Pero, en general, la Universitas debe ser espacio para la libre búsqueda de la verdad desde
cualquier visión: Posibilidad del pensamiento. Pero también, y por lo mismo, espacio para la
crítica, la emancipación, el pluralismo, el disenso y la discusión argumentada. Por ello, representa
la experiencia democrática por excelencia. Si su función crítica y creadora no es ya una
contribución social, entonces lo que se desea es convertir a las Universidades en instituciones de
otra naturaleza: oficinas adicionales y autoritarias de gobierno, empresas de profesionalización en
serie que produzcan profesionales como chorizos, simples centros de adiestramiento ideológico o
“liceos más grandes”. Además de que se confundiría su función con la del Mercal, el INCEs, las
Misiones, los ministerios, los hospitales o la de los politécnicos.

Pierre Bordieu creía que las universidades no eran un aparato sino un campo, un espacio de
luchas: “Es un espacio de juego, potencialmente abierto, con fronteras dinámicas”. No espacios
homogéneos e inmutables sino lugares donde es esencial el conflicto razonable y la diferencia
enriquecedora para su vitalidad intelectual y moral. Jacques Derrida todavía va más lejos: “(…)

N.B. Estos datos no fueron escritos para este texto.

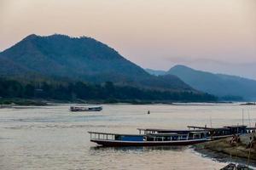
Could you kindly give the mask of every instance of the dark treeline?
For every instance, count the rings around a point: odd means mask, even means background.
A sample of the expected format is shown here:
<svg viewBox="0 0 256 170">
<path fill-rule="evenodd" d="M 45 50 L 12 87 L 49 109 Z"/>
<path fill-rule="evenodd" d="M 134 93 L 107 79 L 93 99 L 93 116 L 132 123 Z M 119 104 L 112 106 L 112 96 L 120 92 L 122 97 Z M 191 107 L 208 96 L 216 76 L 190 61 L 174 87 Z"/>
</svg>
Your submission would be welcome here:
<svg viewBox="0 0 256 170">
<path fill-rule="evenodd" d="M 140 89 L 129 86 L 115 86 L 111 82 L 103 85 L 82 82 L 68 83 L 30 82 L 0 79 L 1 98 L 44 99 L 70 100 L 168 100 L 168 101 L 216 101 L 207 94 L 169 92 Z"/>
</svg>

exige y se le debería reconocer en principio, además de lo que se denomina la libertad académica,
una libertad incondicional de cuestionamiento y de proposición, e incluso, más aún si cabe, el
derecho de decir públicamente todo lo que exigen una investigación, un saber y un pensamiento
de la verdad”. Esta naturaleza necesariamente libre es lo que le origina los ataques de los
dogmáticos, de los grupos de privilegios y de la baja política y los de la chatura intelectual del
fanático esquematismo “revolucionario”.

Podríamos pensar que retrocedemos a los tiempos en que, en 1811, el Gran Rector Luis de
Fontanes pedía sumisión a Napoleón: “La universidad no tiene sólo por objeto formar oradores y
sabios, antes que todo, ella debe al Emperador sujetos fieles y devotos”. Pero ello, a costa de
convertir a la universidad en un “cadáver sin dignidad”. No hay que confundir, por tanto, la
transmisión del saber con la “transmisión del poder”. Pues, si bien no se debe permitir la
mercantilización del saber, tampoco podemos permitir su degradación y su manipulación.